In a recent episode of the Code Speak Loop podcast I mentioned two Clojure projects: Liberator, designed to build REST services, and Korma, allowing to talk to
relational databases easily. I’ve been working with these libraries lately and
it turns out they play quite nice together. In this post and the related
repository on GitHub I will show the way I combined Liberator and Korma
to build a simple RESTful application so that anyone who wants to do something
similar has an example. I did not put much effort into separating concerns and
making code clean in this sample, still I think it conveys the general ideas
properly.
Here we will set up a task-list application,
which would allow to view, add and edit tasks over HTTP. There is a bit more to
it on Github, but I won’t cover many of the details here. For a database I used
a local Postgres installation with a very simple table structure – there
is a schema.sql script in the repository. It should not matter much whether you use Postgres or
not, although if you pick some other DBMS you will have to change the DB
connection configuration in the application (see below). Besides, some problems
may arise with timestamps.
Let us start with the database. To talk to it
we use Korma, and Korma in turn uses entities.
These are the descriptions of the database tables written in Clojure with a defentity macro. Entity definition normally
includes a set of keys, a list of fields to select from the corresponding table
by default and possibly a name of the table – if it differs from the name of
the entity.
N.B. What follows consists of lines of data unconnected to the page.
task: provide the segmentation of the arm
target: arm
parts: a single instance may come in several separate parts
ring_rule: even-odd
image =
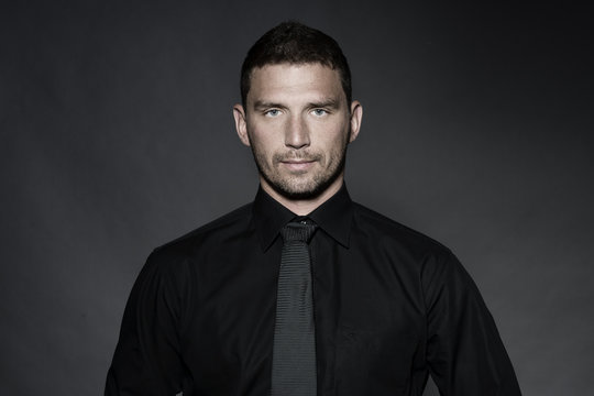
[[[453,254],[424,267],[427,360],[442,396],[519,396],[512,362],[479,289]]]
[[[158,251],[146,261],[125,307],[106,396],[173,396],[182,391],[183,288],[177,279],[183,268],[183,263],[164,257]]]

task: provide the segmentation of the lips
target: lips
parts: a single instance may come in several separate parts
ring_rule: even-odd
[[[314,166],[316,161],[315,160],[285,160],[285,161],[280,161],[280,163],[292,170],[307,170],[309,167]]]

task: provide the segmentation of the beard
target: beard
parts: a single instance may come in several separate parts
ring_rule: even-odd
[[[349,133],[350,134],[350,133]],[[308,150],[293,150],[276,153],[271,162],[264,152],[252,145],[252,154],[262,178],[279,195],[292,200],[314,199],[330,187],[343,173],[346,162],[345,143],[328,153],[314,153]],[[282,163],[287,160],[312,161],[321,165],[311,170],[284,173]]]

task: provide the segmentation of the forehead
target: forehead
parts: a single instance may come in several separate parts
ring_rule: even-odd
[[[252,70],[248,102],[255,100],[346,100],[340,74],[321,64],[265,65]]]

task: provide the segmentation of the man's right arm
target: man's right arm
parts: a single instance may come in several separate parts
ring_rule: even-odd
[[[106,396],[176,395],[182,392],[179,271],[187,263],[153,252],[128,300],[109,369]]]

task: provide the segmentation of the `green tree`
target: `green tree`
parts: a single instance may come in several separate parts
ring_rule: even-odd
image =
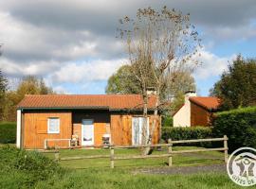
[[[147,88],[152,87],[148,84],[155,85],[156,102],[154,114],[157,115],[167,81],[174,80],[174,74],[177,71],[191,69],[198,64],[194,55],[198,54],[200,39],[190,23],[189,14],[169,9],[167,7],[159,11],[152,8],[139,9],[136,18],[125,16],[119,20],[119,34],[126,41],[132,73],[139,82],[144,102],[142,144],[151,144],[151,137],[147,139],[145,134]],[[148,82],[148,79],[153,82]],[[155,123],[156,120],[154,120],[150,136],[153,136]]]
[[[139,94],[138,81],[133,76],[131,66],[123,65],[107,81],[106,94]]]
[[[4,106],[6,100],[6,93],[8,88],[8,80],[2,74],[0,70],[0,120],[4,119]]]
[[[214,84],[210,95],[222,99],[222,110],[256,105],[256,60],[237,56]]]

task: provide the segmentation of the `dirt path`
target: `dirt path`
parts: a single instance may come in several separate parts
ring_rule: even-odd
[[[144,168],[134,171],[135,174],[192,174],[192,173],[208,173],[208,172],[226,172],[226,164],[210,164],[200,166],[182,166],[182,167],[162,167],[162,168]]]

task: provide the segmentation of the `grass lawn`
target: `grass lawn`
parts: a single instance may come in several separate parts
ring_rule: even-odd
[[[0,122],[0,144],[16,141],[16,122]]]
[[[195,146],[174,146],[173,150],[194,149]],[[86,156],[86,155],[109,155],[109,149],[61,149],[60,158]],[[153,154],[164,154],[167,149],[161,151],[154,150]],[[115,149],[115,156],[139,155],[138,149]],[[54,158],[53,154],[46,154],[46,156]],[[173,158],[174,166],[192,166],[212,163],[222,163],[224,162],[224,154],[222,152],[198,152],[190,154],[178,154]],[[61,161],[60,163],[64,167],[76,169],[88,168],[107,168],[110,166],[109,158],[101,159],[82,159]],[[116,168],[135,168],[135,167],[166,167],[168,158],[152,158],[152,159],[137,159],[137,160],[120,160],[115,161]]]
[[[174,150],[195,148],[177,146]],[[116,155],[139,154],[136,149],[117,149]],[[154,151],[154,154],[165,151]],[[109,149],[62,149],[61,157],[109,154]],[[167,168],[167,158],[117,161],[116,168],[109,168],[109,159],[63,161],[58,163],[46,159],[53,154],[19,151],[13,147],[0,147],[0,188],[240,188],[223,172],[186,175],[150,175],[140,168]],[[174,167],[194,166],[223,163],[221,152],[201,152],[175,155]],[[136,173],[135,173],[136,171]]]

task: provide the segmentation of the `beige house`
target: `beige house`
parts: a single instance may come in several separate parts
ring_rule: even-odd
[[[219,105],[217,97],[196,96],[193,91],[186,92],[185,103],[173,115],[174,127],[209,126]]]

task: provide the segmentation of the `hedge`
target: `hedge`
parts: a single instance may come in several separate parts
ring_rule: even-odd
[[[190,140],[211,138],[211,129],[210,127],[187,127],[187,128],[162,128],[162,139],[165,142],[172,140]],[[196,145],[210,146],[210,143],[183,144],[183,146]]]
[[[15,143],[16,142],[16,123],[0,122],[0,143]]]
[[[242,146],[256,148],[256,106],[217,113],[212,134],[214,137],[226,134],[230,152]]]

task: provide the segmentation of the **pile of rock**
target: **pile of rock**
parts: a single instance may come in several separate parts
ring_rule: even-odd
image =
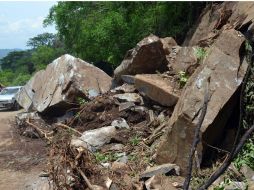
[[[208,38],[202,28],[217,9],[204,14],[197,31],[185,42],[186,47],[170,37],[150,35],[141,40],[126,53],[113,79],[85,61],[64,55],[35,74],[18,102],[28,111],[62,116],[75,107],[78,97],[84,99],[78,116],[63,122],[82,133],[71,139],[72,147],[93,153],[117,153],[116,159],[101,164],[126,179],[130,178],[130,166],[138,167],[130,161],[133,152],[146,147],[145,155],[150,156],[150,161],[162,165],[143,164],[139,168],[143,172],[140,180],[145,181],[147,189],[177,188],[182,179],[168,181],[161,175],[172,172],[185,176],[205,95],[209,101],[201,127],[202,143],[195,154],[196,167],[212,152],[211,146],[233,143],[228,131],[234,133],[238,123],[234,116],[248,64],[240,55],[245,37],[236,29],[246,28],[253,17],[237,17],[245,9],[252,15],[242,4],[218,6],[225,14],[206,28]]]

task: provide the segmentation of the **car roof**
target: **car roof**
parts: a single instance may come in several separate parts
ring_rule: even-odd
[[[16,89],[16,88],[22,88],[22,86],[9,86],[9,87],[6,87],[6,89]]]

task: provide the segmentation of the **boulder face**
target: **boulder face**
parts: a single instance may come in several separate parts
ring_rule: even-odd
[[[215,41],[204,63],[183,89],[168,123],[168,131],[158,147],[158,163],[175,163],[185,175],[207,87],[210,100],[201,127],[202,142],[213,145],[220,140],[220,134],[237,104],[237,90],[247,70],[246,61],[240,61],[239,57],[243,42],[243,35],[234,29],[225,30]],[[200,143],[197,149],[200,162],[205,148]]]
[[[204,10],[193,33],[190,33],[184,46],[208,46],[226,28],[240,30],[254,21],[253,2],[223,2],[213,4]]]
[[[166,55],[170,54],[173,46],[177,46],[175,39],[172,37],[161,38],[161,42]]]
[[[114,78],[120,82],[121,75],[155,73],[156,70],[165,70],[166,66],[166,55],[160,38],[150,35],[127,52],[121,65],[115,69]]]
[[[180,94],[173,82],[157,74],[136,75],[135,88],[163,106],[174,106]]]
[[[18,102],[27,110],[65,112],[77,97],[91,99],[107,92],[111,77],[99,68],[71,55],[54,60],[25,85]]]
[[[175,73],[184,71],[188,75],[191,75],[198,67],[196,51],[195,47],[172,47],[172,51],[167,57],[169,62],[168,67]]]

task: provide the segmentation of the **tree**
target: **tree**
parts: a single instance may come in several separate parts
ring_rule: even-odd
[[[33,38],[30,38],[27,42],[28,47],[38,48],[40,46],[53,46],[57,36],[52,33],[39,34]]]
[[[121,63],[125,52],[153,33],[181,43],[204,3],[59,2],[44,20],[55,23],[72,54],[89,62]]]

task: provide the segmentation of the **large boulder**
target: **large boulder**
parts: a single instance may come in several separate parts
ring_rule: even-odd
[[[202,142],[205,143],[197,149],[197,160],[202,161],[205,144],[214,145],[223,138],[226,123],[236,109],[238,89],[247,70],[246,61],[239,57],[243,42],[243,35],[234,29],[224,31],[215,41],[204,63],[193,73],[181,93],[168,131],[157,150],[158,163],[175,163],[185,174],[207,85],[211,97],[201,127]]]
[[[175,73],[184,71],[191,75],[199,66],[197,51],[198,47],[173,46],[169,56],[167,56],[168,67]]]
[[[166,43],[165,49],[169,46]],[[115,69],[114,78],[116,82],[119,82],[122,75],[155,73],[156,70],[165,70],[166,67],[167,61],[163,44],[160,38],[150,35],[141,40],[134,49],[127,52],[121,65]]]
[[[165,55],[169,55],[172,47],[177,46],[175,39],[172,37],[161,38],[161,42],[163,44]]]
[[[163,106],[174,106],[180,94],[173,81],[158,74],[136,75],[135,88]]]
[[[99,68],[71,55],[54,60],[24,86],[18,98],[27,110],[64,113],[78,97],[91,99],[107,92],[111,77]]]

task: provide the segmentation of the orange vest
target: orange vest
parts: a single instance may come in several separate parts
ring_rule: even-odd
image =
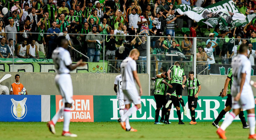
[[[20,84],[17,84],[15,83],[13,83],[12,84],[12,88],[13,92],[14,95],[19,95],[19,92],[21,91],[23,89],[24,86],[21,83],[20,83]]]

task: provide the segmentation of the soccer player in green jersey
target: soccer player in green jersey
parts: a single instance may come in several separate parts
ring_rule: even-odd
[[[171,77],[170,76],[170,73],[172,71]],[[181,103],[181,105],[183,107],[183,111],[184,113],[184,115],[187,115],[187,110],[185,107],[184,101],[182,98],[182,84],[184,83],[186,80],[186,75],[184,72],[184,70],[181,68],[180,66],[180,62],[176,61],[174,62],[174,65],[172,66],[167,71],[167,76],[168,80],[171,81],[170,85],[171,87],[169,88],[166,92],[166,100],[167,102],[166,105],[166,108],[167,108],[170,104],[171,103],[171,100],[170,99],[171,94],[176,91],[176,94],[178,96],[178,100]],[[182,78],[183,80],[182,80]]]
[[[226,101],[226,103],[225,104],[225,106],[226,107],[222,110],[221,111],[219,114],[219,115],[217,118],[213,122],[212,124],[214,126],[215,126],[217,128],[218,128],[220,127],[219,126],[218,123],[223,118],[226,114],[226,113],[228,111],[229,111],[232,107],[232,97],[231,94],[231,86],[232,84],[232,82],[233,81],[233,72],[232,70],[233,69],[230,69],[228,72],[228,76],[226,79],[226,80],[225,81],[225,84],[224,84],[224,89],[223,90],[222,93],[221,94],[221,97],[224,97],[226,96],[227,93],[227,88],[228,88],[228,93],[227,93],[227,95],[228,96],[228,98],[227,98],[227,101]],[[241,111],[240,112],[240,113],[238,115],[239,118],[241,120],[241,121],[243,124],[243,128],[249,128],[250,127],[248,126],[247,124],[246,123],[246,121],[245,120],[245,118],[244,117],[244,112],[243,111],[243,110],[241,110]]]
[[[166,69],[165,69],[166,70]],[[158,121],[158,118],[159,117],[159,112],[161,108],[162,109],[162,115],[160,121],[163,122],[164,120],[164,115],[166,114],[166,108],[164,106],[166,104],[166,100],[165,99],[165,90],[166,86],[162,81],[166,76],[166,71],[164,71],[160,74],[160,78],[153,77],[151,78],[152,80],[155,80],[155,90],[154,92],[154,97],[156,104],[156,109],[155,112],[155,124],[161,125],[163,124]]]
[[[188,77],[183,84],[182,87],[184,88],[186,85],[188,89],[188,108],[191,114],[191,121],[189,124],[196,125],[195,109],[196,108],[197,106],[198,94],[201,90],[201,85],[199,80],[194,77],[194,71],[190,71],[188,72]]]
[[[173,86],[171,84],[171,81],[168,80],[167,79],[164,79],[162,81],[163,83],[167,85],[167,91],[171,88],[173,88]],[[165,118],[164,119],[164,124],[170,124],[169,122],[169,117],[170,117],[170,111],[171,108],[171,104],[173,104],[173,105],[177,109],[177,114],[178,115],[178,124],[184,125],[184,123],[182,122],[181,120],[181,108],[180,106],[180,102],[179,102],[178,96],[176,94],[176,92],[174,91],[170,96],[170,103],[168,105],[168,106],[166,106],[166,114],[165,115]]]

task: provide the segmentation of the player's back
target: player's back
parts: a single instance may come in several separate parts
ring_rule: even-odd
[[[70,72],[67,66],[72,64],[72,61],[67,50],[62,47],[58,47],[53,51],[52,57],[58,74],[68,74]]]
[[[116,77],[114,84],[117,85],[117,92],[116,99],[123,99],[123,94],[122,90],[122,75],[119,75]]]
[[[251,87],[250,85],[251,80],[251,63],[244,55],[239,54],[235,57],[231,63],[233,68],[232,87],[238,88],[240,90],[240,83],[242,80],[242,74],[246,74],[245,80],[243,88],[243,92],[251,91]]]
[[[171,83],[182,84],[182,77],[185,75],[184,70],[179,66],[173,65],[170,69],[171,70]]]
[[[136,88],[133,71],[137,70],[136,62],[132,58],[128,57],[121,63],[122,88],[123,90],[129,90]]]

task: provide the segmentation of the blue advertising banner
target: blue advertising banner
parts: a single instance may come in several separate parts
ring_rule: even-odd
[[[41,95],[1,95],[0,121],[41,121]]]

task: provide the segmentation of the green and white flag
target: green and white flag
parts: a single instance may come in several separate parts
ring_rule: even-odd
[[[241,14],[232,0],[224,0],[204,8],[184,4],[175,6],[180,14],[186,15],[197,22],[202,21],[213,28],[218,24],[221,30],[244,26],[256,16],[255,13],[247,16]]]

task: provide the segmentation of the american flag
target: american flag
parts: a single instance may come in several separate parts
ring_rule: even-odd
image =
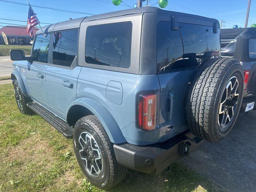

Additionally – and that’s the coolest part – entities might include
relationships, which allow to extract linked entities seamlessly.
(declare tag) (defentity task (pk :task_id) (entity-fields :task_id :title :description :is_done :is_cancelled :created_time :finished_time) (many-to-many tag :tasktag)) (defentity tag (pk :tag_id) (entity-fields :tag_id :tag) (many-to-many task :tasktag)) (defentity tasktag (entity-fields :task_id :tag_id))
In our application there are only three
entities – task, tag and tasktag. Both in task and tag we specify that tasks are related
to tags with a many-to-many link – to do this we only need to specify the second entity and the
name of the linking table (:tasktag) in our case. We don’t define any relationships for the tasktag entity – that’s because we need it
only to insert and delete records, which link tasks and tags together. To
achieve our other goals the relationships defined on task and tag are pretty enough. (Note however, that I don’t show tag and tasktag entities at work in this post – take a look at the code on Github.) You can find a
lot of info regarding entities on the Korma site.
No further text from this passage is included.